# My code works in R but generates an error in DifferentialEquations.jl

Hello again, I am still trying to determine why my model’s population goes below 0 which generates an error of imaginary numbers. I am new to Julia, using the latest version on Atom (1.0 I think) and working on Windows10.

I am trying to recreate a three species food chain but keep running into a `Exponentiation yielding a complex result requires a complex argument.

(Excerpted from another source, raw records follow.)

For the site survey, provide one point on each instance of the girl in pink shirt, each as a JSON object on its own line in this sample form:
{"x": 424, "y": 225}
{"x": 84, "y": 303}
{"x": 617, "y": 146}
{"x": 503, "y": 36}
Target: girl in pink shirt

Replace x^y with (x+0im)^y, Complex(x)^y, or similar` error in Julia.

But, my code works in R so I am stumped as what to do.

Julia code (that works)

``````using DifferentialEquations
f = @ode_def_bare FoodChain begin
dBB = r*(1- BB/K)*BB -xI*yIB*BI*((BB^h/(B0^h + BB^h))/eIB)
dBI = -xI*BI + xI*yIB*BI*(BB^h/(B0^h + BB^h))-xT *yTI*BT*((BI^h/(B0^h + BI^h))/eTI)
dBT = -xT*BT + xT*yTI*BT*(BI^h/(B0^h + BI^h))
end r K xI yIB h B0 eIB xT yTI eTI q E
u0 = [155.0,107.0,93.0]
tspan = (0.0,1000.0)
p = (1.1, 700, 0.18, 10, 1.2, 80, 0.66, 0.06, 10, 0.85)
# r K xI yIB h B0 eIB xT yTI eTI
prob = ODEProblem(f,u0,tspan,p)
sol=solve(prob, saveat=0.05)

using Plots

plot(sol,xlabel = "Time" ,ylabel = "Density", lw=0.5, layout = (3,1))
``````

If I change r from 1.1 to 0.3 (first parameter), it will generate the previously mentioned error BUT it will work in R. In R the populations do not go below zero, which I thought is the reason for triggering the Julia error.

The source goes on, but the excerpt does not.